Please help me to solve the following PDE with Laplace transform. In class we got less than 10 mins to study the topic (the semester ended and we were behind the schedule) and I am totally confused about how to handle/approach the problem. My texts do not show any relevant stuff for the problem. If fact I have only one sample and it confuses me a lot and explains nothing.

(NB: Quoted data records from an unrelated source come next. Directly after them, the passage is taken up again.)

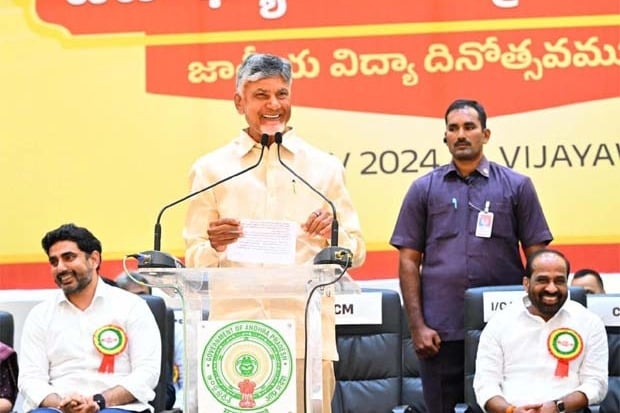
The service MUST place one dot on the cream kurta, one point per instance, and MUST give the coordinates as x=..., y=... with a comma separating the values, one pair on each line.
x=271, y=192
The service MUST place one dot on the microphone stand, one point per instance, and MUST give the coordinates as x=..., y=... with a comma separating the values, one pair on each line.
x=158, y=259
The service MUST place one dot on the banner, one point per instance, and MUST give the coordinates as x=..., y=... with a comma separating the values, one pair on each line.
x=107, y=103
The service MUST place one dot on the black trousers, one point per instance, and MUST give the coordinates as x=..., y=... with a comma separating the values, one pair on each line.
x=443, y=377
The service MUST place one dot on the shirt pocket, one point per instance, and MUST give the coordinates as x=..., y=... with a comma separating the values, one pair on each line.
x=442, y=222
x=504, y=222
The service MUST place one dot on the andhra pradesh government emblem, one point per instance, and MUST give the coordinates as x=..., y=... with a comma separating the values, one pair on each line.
x=246, y=365
x=109, y=340
x=564, y=344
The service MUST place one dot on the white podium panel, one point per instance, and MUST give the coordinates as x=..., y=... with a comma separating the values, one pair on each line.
x=245, y=331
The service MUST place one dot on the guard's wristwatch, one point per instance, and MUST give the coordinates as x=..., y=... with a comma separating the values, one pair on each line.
x=100, y=400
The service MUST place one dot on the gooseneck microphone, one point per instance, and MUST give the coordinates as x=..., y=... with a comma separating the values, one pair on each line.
x=332, y=254
x=158, y=259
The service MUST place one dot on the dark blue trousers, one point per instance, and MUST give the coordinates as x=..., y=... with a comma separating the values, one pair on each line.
x=443, y=377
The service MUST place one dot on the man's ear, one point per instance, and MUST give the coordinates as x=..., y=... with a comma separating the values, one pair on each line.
x=238, y=103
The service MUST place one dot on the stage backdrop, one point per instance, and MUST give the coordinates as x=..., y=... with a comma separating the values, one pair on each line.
x=105, y=104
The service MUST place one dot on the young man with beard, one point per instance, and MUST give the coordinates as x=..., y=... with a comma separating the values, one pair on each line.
x=547, y=354
x=92, y=347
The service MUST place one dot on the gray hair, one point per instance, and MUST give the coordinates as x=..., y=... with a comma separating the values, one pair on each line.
x=260, y=66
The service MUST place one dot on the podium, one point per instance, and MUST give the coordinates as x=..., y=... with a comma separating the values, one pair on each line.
x=245, y=334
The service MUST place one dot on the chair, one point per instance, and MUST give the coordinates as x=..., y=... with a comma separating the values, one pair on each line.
x=368, y=374
x=165, y=321
x=7, y=328
x=412, y=397
x=474, y=323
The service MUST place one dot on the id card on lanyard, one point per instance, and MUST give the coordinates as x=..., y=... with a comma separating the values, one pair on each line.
x=484, y=225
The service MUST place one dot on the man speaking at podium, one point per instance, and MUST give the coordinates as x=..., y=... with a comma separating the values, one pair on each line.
x=269, y=191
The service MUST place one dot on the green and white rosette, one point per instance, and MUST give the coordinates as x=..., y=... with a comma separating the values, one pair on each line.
x=565, y=344
x=110, y=340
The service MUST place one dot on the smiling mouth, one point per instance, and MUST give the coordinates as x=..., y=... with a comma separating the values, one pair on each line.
x=550, y=299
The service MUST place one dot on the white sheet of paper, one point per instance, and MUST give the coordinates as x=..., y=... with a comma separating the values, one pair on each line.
x=265, y=242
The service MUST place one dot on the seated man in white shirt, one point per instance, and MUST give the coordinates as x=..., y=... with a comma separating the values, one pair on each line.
x=545, y=355
x=92, y=347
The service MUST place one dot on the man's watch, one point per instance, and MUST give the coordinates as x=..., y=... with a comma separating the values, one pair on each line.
x=100, y=400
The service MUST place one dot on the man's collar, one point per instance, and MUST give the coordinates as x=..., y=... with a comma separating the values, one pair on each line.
x=482, y=168
x=245, y=143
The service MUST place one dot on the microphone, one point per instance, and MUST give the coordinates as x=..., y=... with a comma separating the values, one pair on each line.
x=158, y=259
x=332, y=254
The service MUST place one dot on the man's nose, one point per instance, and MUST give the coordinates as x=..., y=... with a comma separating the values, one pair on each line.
x=274, y=102
x=551, y=287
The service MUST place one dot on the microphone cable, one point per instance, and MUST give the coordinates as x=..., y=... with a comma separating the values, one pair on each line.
x=312, y=291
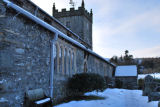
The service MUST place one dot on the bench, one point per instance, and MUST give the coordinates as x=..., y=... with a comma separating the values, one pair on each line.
x=37, y=98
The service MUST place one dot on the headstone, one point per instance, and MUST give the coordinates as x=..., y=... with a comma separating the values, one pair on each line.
x=154, y=96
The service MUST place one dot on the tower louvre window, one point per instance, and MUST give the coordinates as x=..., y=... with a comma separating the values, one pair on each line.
x=68, y=24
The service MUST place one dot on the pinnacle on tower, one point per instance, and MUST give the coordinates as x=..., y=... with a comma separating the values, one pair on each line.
x=82, y=3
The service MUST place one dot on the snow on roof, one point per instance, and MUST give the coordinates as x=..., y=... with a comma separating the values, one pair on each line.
x=51, y=28
x=129, y=70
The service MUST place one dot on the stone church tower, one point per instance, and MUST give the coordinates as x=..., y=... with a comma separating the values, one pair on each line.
x=79, y=21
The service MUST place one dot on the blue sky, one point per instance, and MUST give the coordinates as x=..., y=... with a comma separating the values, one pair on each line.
x=119, y=25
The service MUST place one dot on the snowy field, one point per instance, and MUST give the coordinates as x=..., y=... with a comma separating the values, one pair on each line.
x=115, y=98
x=156, y=75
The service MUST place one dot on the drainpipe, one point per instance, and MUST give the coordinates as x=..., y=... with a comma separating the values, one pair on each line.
x=53, y=41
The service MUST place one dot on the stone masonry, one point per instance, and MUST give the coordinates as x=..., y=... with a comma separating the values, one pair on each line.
x=25, y=59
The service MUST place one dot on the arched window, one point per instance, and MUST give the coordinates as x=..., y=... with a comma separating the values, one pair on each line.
x=56, y=59
x=69, y=63
x=60, y=60
x=72, y=58
x=65, y=61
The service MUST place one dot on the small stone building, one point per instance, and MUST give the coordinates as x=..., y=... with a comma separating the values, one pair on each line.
x=127, y=76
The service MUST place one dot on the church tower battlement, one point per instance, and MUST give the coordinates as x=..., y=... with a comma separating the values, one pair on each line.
x=79, y=21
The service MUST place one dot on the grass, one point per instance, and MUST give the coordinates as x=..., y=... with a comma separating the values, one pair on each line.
x=79, y=98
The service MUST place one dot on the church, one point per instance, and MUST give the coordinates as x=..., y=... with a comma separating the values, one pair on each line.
x=38, y=50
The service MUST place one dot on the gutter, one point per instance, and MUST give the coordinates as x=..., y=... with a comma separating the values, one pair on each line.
x=52, y=29
x=52, y=64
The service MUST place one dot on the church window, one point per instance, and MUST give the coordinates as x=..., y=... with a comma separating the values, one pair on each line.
x=68, y=24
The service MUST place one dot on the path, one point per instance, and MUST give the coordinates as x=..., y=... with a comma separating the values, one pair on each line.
x=115, y=98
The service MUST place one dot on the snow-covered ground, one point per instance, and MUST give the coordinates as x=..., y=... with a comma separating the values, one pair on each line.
x=115, y=98
x=156, y=75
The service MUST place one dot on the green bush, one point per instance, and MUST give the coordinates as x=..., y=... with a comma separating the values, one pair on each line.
x=140, y=84
x=86, y=82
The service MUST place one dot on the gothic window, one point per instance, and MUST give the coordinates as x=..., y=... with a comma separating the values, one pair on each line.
x=68, y=24
x=56, y=60
x=69, y=63
x=73, y=63
x=60, y=59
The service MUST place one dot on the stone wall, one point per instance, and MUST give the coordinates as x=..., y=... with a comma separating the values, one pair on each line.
x=25, y=59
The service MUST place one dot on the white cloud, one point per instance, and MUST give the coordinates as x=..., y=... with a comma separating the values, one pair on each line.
x=148, y=52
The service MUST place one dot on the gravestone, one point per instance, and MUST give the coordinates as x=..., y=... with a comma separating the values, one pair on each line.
x=148, y=85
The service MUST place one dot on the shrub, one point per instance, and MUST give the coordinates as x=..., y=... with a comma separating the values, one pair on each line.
x=140, y=83
x=86, y=82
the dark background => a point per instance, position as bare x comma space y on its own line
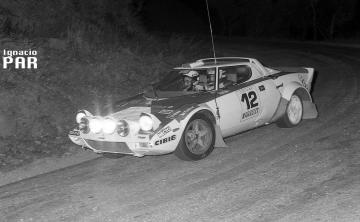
293, 19
289, 19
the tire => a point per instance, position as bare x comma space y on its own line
293, 113
192, 145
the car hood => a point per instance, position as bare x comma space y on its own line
165, 108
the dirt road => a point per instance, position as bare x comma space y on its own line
308, 173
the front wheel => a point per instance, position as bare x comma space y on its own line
293, 114
197, 140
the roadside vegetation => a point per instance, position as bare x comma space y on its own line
89, 53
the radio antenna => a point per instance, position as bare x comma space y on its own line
212, 37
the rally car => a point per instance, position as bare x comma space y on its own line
196, 105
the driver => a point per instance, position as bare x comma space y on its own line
190, 80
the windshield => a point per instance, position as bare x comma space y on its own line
187, 80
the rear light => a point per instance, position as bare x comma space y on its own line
123, 128
79, 116
95, 125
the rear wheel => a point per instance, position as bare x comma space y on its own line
293, 114
198, 139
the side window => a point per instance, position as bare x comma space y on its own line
243, 73
234, 75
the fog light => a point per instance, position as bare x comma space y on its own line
146, 123
123, 128
84, 125
109, 126
79, 116
95, 125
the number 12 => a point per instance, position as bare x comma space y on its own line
250, 99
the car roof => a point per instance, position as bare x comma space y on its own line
215, 62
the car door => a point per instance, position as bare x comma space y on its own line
259, 100
227, 105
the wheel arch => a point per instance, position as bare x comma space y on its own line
309, 108
209, 113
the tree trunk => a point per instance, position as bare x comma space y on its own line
332, 26
314, 20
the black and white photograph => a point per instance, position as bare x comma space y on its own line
180, 110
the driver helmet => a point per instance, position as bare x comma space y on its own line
192, 74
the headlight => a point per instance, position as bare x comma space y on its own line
95, 125
79, 116
146, 123
123, 128
84, 125
109, 126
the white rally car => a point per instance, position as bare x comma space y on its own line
191, 114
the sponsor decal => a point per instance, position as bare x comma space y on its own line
302, 80
250, 113
164, 131
165, 140
21, 59
250, 104
166, 111
185, 112
74, 133
173, 116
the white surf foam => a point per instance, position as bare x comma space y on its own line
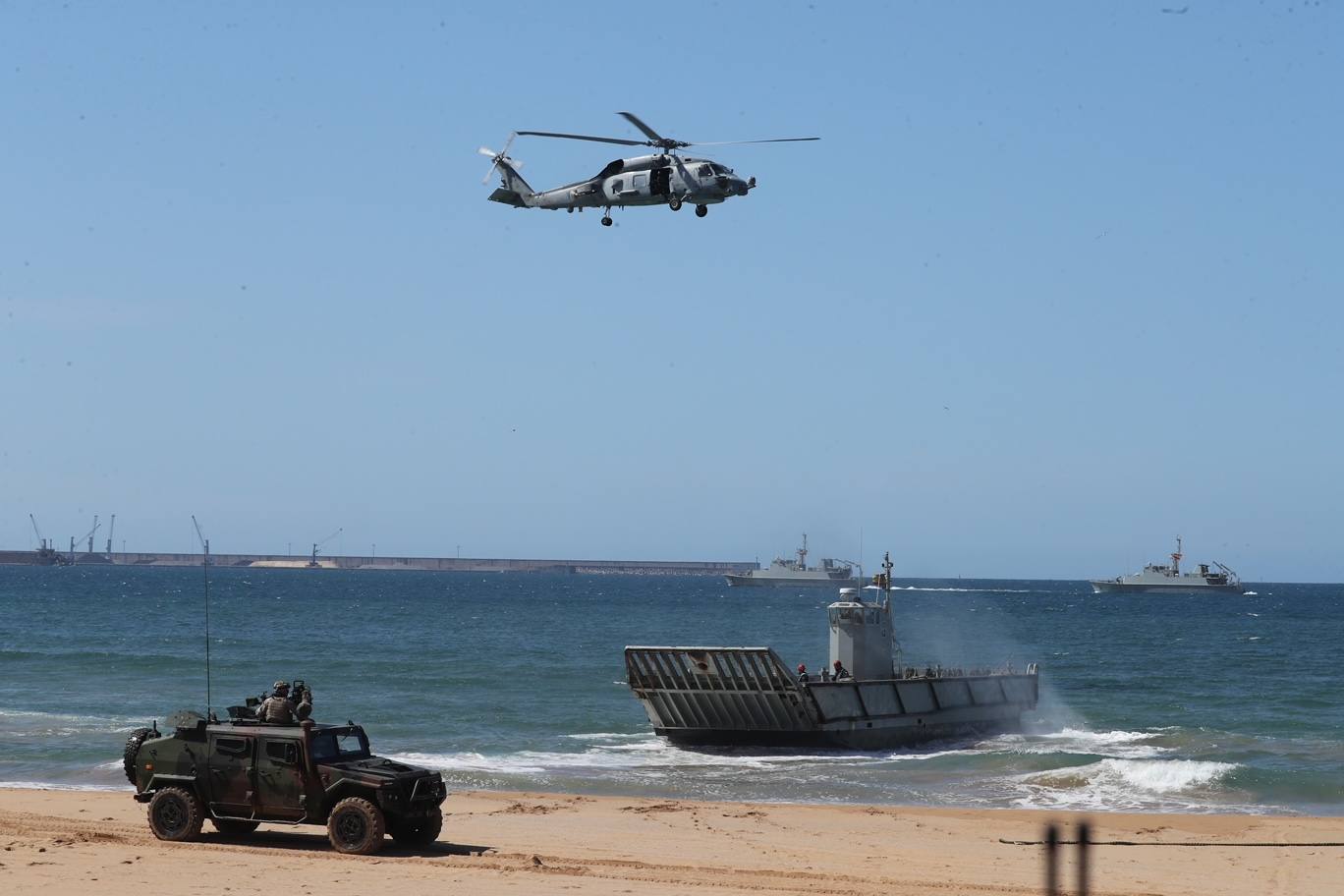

I can solve ODEs and compute Laplace/inverse Laplace transforms well, so do not bother with it. Just please show me how to reduce the PDE problem to solving ODE and/or computations of (inverse)Laplace transform and I will be able to handle the rest.
The problem:
Find a (just one) solution of the equation:
$$u_{xx}=u_{tt}, t>0, -\infty <x<+ \infty, u|_{t=0}=3x, u_t|_{t=0}=\sin 2x.$$
Thanks a lot for your help!
Best Answer
We're considering the problem $$u_{xx}=u_{tt} ,\qquad t>0, \quad x\in \mathbb R$$ with $u(x,0) = 3x$ and $u_t(x,0) = \sin 2x$. The Laplace transform works almost the same way on PDEs as it does with ODEs, the main difference is that you have to pick which variable to perform the transform with. Since the conditions we're given are at $t=0$, take our transform with respect to the variable $t$ as the Laplace transform of a derivative can be expressed in terms of the functions initial value. I'll use the variable $\mathcal L$ to denote the Laplace transform operator with respect to the variable $t$, and I'll call our transformed variable $s$. Finally, I'll use capital letters to denote Laplace transform of it's lowercase counterpart. i.e. $$\mathcal L \{f(x,t) \} \equiv F(x,s)\equiv\int_0^\infty f(x,t)e^{-st} \,dt .$$
With our notation in order, let's apply the transform to the wave equation. We have that $$\mathcal L \{ u_{tt}(x,t) \} = s^2 \mathcal L \{u(x,t) \} -s u(x,0)- u_t(x,0)$$ which is the standard expansion of the Laplace transform of a derivative. Hopefully it is clear now why we are transforming with respect to $t$ as the functions $u(x,0)$ and $u_t(x,0)$ are already given to us. Plugging these in we have $$\mathcal L \{ u_{tt}(x,t) \} = s^2 U(x,s) - 3sx- \sin(2x).$$ On the other hand, we have that $$\mathcal L \{ u_{xx}(x,t) \} = \frac{\partial^2}{\partial x^2}L \{ u(x,t) \} = \frac{\partial^2 U}{\partial x^2}.$$ We can assume that the partial in $x$ commutes with the transform as this variable is independent to $t$. The wave equation then becomes $$\frac{\partial^2 U}{\partial x^2}=s^2 U - 3sx- \sin(2x)$$ which is effectively an ODE as the only derivatives are with respect to $x$. You can use your favourite method to solve this (variation of parameters, undetermined coefficients, etc..). I get that $$U(x,s) = c_1 e^{sx} + c_2 e^{-sx} + \frac{\sin(2x)}{s^2+4} + \frac{3x}{s}$$ for some constants $c_1,c_2$. Next we impose that our solution must be bounded as $x \to \pm \infty$, in particular that tells us that $c_1=c_2=0$ since the exponentials will be unbounded. So we have $$U(x,s) = \frac{\sin(2x)}{s^2+4} + \frac{3x}{s}.$$ All that we have to do now is invert the Laplace transform with respect to the variable $s$ $$u(x,t) = \mathcal L^{-1} \{ U(x,s) \} = \mathcal L^{-1} \left\{ \frac{\sin(2x)}{s^2+4} + \frac{3x}{s} \right\} = \sin(2x) \mathcal L^{-1} \left\{ \frac{1}{s^2+4} \right\} + 3x \mathcal L^{-1} \left\{ \frac 1s \right\} = \sin(2x) \left( \frac 12 \sin(2t) \right) + 3x (1).$$ Therefore $$u(x,t) = \frac 12 \sin(2x) \sin(2t)+3x.$$